Kapitalmarktgetrieben und ohne nationale Nähe", beschreibt rhi-Generaldirektor Helmut Draxler bei den letztwöchigen Alpbacher Wirtschaftsgesprächen die Grundausrichtung seines weltweit tätigen Konzerns für Feuerfestprodukte. Deswegen ist der frühere öbb-Chef über die Senkung der Körperschaftssteuer in Österreich auf 25 Prozent "sehr glücklich" und kann seinen Kollegen den Standort Österreich nur wärmstens empfehlen: als Headquarter und als Forschungsstandort - auf der Suche nach neuen Produktionsstätten schaut Draxler lieber nach Brasilien, nach Indien und China oder nach Osteuropa, wo sechs Staaten transnationale Konzerne mit einer Flat Tax von zwölf Prozent (Georgien) bis 19 Prozent (Slowakei) locken.

Der Wettlauf um die geringste Steuerbelastung für Konzerne ist gang und gäbe.

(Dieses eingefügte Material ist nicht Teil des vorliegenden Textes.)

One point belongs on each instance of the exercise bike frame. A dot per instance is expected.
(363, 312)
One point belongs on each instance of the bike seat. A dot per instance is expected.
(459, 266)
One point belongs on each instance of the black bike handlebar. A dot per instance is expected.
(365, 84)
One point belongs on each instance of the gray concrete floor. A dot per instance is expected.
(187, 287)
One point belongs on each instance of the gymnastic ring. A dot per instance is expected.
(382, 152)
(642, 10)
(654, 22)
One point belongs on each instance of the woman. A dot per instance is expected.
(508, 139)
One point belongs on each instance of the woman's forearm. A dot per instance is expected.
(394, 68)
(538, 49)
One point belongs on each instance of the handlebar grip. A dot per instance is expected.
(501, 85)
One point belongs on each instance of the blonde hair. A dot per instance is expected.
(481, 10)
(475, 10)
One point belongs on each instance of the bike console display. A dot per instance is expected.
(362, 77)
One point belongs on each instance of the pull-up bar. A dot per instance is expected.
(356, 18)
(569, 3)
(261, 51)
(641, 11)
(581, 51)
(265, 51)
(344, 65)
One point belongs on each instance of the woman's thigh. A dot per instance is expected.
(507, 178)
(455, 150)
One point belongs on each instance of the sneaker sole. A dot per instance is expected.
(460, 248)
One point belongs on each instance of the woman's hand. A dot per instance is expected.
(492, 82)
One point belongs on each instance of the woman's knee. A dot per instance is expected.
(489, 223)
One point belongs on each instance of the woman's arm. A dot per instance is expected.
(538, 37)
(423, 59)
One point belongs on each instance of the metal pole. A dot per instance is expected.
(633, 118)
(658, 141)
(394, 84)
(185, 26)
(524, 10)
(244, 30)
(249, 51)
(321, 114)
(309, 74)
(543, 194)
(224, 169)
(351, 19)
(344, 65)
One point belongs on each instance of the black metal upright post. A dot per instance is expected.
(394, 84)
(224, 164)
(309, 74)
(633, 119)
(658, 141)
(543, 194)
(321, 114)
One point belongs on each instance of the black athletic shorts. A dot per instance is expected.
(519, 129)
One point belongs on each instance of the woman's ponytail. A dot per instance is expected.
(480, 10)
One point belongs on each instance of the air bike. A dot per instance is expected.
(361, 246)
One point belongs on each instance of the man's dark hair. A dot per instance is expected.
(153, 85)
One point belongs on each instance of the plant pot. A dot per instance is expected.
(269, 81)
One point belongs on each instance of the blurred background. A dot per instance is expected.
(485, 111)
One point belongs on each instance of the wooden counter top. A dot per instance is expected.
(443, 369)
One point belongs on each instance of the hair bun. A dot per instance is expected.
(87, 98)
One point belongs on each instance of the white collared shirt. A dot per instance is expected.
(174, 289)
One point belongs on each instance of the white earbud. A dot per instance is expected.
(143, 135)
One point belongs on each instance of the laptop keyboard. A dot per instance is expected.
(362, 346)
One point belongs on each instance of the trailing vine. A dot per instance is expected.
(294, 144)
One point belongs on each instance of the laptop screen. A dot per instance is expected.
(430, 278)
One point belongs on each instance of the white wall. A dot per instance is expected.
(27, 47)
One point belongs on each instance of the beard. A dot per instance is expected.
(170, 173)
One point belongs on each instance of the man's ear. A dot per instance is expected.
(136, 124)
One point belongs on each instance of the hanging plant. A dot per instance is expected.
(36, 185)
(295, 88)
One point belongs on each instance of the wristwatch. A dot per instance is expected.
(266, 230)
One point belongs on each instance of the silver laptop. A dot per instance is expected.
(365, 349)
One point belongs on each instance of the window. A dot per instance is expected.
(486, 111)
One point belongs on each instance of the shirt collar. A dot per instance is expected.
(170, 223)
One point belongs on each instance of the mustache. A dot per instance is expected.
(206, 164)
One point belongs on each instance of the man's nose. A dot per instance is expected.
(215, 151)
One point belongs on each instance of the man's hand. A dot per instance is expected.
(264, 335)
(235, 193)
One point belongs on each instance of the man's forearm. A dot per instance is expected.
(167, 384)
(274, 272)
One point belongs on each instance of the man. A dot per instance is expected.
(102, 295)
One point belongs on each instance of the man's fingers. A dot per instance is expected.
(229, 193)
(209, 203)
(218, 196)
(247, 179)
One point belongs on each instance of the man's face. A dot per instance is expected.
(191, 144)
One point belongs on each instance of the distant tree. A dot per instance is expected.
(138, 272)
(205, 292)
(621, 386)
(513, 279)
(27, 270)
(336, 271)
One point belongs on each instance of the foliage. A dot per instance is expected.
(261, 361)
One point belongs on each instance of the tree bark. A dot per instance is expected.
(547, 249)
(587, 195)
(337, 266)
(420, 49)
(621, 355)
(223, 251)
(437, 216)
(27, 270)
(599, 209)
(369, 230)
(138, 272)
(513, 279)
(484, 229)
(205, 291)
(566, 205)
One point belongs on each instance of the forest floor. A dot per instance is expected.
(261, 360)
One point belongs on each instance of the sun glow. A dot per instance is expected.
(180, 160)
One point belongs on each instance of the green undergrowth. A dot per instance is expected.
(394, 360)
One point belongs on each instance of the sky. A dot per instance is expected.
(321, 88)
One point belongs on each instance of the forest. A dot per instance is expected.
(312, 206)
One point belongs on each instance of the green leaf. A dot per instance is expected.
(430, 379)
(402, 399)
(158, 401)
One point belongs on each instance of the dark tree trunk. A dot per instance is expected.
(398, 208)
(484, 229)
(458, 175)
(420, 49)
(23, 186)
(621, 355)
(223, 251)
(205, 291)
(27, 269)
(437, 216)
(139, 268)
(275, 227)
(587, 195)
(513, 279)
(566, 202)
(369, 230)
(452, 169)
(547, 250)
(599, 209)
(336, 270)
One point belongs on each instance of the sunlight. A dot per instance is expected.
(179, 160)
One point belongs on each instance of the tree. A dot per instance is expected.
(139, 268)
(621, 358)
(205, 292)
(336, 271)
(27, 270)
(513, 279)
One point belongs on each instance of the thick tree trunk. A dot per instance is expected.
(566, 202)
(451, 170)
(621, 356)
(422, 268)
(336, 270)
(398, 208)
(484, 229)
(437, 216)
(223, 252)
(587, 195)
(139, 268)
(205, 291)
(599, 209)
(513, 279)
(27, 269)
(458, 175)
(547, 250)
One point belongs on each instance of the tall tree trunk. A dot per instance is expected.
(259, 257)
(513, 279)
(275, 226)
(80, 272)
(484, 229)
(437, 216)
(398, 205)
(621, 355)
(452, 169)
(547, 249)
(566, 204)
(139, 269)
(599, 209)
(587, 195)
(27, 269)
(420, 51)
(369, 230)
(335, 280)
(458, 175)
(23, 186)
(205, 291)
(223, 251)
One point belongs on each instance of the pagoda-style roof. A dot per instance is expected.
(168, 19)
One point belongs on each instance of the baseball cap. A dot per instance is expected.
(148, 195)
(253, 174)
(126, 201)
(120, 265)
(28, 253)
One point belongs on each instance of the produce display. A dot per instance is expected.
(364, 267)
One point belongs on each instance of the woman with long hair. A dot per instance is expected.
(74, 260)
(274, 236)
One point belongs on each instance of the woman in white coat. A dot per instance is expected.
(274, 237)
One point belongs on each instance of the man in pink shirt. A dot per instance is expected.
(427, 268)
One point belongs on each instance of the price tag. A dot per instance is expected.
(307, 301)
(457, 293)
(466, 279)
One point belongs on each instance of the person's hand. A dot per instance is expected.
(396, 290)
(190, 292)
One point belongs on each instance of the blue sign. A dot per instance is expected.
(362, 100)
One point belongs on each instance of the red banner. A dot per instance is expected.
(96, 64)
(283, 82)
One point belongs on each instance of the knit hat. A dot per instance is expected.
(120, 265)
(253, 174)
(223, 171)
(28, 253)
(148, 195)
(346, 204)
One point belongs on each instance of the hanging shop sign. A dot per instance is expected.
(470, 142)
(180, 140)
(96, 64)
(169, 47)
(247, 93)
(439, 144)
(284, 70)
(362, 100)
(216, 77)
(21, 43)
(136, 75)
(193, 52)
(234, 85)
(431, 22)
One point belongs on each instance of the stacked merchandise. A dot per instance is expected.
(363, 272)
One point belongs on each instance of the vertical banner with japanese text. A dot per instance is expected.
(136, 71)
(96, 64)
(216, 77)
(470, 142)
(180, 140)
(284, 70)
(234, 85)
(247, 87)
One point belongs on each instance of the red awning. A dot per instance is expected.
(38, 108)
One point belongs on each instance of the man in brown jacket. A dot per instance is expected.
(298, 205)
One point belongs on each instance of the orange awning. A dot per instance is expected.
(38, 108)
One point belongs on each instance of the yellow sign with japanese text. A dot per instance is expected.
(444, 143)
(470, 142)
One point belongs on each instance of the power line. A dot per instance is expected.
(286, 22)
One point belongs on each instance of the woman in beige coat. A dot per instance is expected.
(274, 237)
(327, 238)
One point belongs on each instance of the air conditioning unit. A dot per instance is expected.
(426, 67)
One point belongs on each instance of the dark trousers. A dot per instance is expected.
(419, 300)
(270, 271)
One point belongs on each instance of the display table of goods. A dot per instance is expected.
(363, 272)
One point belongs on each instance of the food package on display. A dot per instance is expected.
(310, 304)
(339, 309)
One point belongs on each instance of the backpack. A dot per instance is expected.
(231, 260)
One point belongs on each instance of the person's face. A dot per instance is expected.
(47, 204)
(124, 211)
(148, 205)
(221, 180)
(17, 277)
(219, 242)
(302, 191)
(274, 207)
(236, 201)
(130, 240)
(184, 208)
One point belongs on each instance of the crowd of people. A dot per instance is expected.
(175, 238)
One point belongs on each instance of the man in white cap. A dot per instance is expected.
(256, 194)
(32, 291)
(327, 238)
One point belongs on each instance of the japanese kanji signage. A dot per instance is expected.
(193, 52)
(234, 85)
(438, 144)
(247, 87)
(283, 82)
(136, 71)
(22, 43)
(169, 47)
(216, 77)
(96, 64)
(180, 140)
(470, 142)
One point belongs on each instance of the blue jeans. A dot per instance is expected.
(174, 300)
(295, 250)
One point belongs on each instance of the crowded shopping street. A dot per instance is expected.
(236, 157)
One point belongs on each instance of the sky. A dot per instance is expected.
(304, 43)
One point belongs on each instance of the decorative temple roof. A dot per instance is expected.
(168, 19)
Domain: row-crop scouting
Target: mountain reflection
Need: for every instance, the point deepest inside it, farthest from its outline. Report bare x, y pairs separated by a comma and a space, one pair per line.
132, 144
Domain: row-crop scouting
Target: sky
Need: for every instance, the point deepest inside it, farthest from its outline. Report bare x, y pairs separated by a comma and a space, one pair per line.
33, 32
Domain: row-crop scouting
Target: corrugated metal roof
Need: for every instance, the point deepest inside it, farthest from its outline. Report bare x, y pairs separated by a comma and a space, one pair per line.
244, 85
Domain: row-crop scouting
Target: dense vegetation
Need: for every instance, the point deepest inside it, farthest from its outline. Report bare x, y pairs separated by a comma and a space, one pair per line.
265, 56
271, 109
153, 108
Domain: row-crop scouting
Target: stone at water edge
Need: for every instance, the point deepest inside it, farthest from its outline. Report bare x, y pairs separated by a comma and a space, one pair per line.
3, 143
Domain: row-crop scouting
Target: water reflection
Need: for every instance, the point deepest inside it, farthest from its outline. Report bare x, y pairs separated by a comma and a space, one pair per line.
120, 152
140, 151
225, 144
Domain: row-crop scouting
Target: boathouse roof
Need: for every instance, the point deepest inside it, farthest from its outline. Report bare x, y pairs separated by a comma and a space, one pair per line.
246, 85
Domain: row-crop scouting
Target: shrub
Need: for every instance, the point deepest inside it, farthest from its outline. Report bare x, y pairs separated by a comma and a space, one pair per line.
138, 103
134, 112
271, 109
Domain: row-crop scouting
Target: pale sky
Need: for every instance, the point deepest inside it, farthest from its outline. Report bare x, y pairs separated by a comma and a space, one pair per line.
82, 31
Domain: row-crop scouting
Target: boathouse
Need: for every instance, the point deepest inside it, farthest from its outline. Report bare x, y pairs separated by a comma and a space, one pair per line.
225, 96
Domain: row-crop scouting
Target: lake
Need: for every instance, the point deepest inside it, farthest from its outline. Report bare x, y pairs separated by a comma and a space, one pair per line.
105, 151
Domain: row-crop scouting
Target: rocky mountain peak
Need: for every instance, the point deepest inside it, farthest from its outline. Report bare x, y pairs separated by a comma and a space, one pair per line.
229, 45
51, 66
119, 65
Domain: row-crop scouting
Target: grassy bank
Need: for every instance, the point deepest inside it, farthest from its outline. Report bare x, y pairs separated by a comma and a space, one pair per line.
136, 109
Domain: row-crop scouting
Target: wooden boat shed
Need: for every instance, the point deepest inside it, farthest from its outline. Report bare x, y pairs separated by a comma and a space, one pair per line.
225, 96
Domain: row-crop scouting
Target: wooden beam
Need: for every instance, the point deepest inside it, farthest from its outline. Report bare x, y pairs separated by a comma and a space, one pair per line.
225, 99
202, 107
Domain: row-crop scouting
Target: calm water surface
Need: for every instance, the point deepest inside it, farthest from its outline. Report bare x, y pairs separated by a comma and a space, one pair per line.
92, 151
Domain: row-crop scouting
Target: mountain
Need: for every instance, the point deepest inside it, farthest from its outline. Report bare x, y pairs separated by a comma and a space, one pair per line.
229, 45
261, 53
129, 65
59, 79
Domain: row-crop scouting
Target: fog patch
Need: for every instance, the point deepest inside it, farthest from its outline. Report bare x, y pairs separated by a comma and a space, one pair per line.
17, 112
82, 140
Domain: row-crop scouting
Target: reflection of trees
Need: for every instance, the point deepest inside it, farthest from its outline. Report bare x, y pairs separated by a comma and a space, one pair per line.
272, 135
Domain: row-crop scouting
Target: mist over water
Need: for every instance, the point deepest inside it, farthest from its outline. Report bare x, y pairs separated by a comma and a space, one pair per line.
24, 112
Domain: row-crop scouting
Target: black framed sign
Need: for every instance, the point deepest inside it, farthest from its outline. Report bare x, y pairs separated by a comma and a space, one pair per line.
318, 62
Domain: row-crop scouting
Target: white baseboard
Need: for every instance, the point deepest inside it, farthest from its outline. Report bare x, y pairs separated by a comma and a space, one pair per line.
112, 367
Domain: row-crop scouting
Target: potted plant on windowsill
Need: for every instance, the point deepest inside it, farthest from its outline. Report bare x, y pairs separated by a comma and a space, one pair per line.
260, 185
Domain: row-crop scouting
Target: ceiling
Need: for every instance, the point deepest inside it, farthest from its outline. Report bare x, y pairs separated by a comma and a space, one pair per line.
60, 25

In der gesamten oecd wurden und werden die Spitzensteuersätze, die Vermögens- und Gewinnbesteuerungen von Unternehmen gesenkt - und damit nicht genug: Angesichts von Ver- und Auslagerungsdrohungen sind Regierungen noch zu weiteren Zugeständnissen und Subventionen, aber auch Belegschaften zur Reduktion der Entgelte oder zu kostenwirksamen Änderungen der Arbeitszeiten bereit. Die Trumpfkarte transnationaler Unternehmen: Sie sind mobil; Staaten und dem Großteil der Arbeitnehmer fehlt dieser Vorteil: Sie sind an einen Ort gebunden.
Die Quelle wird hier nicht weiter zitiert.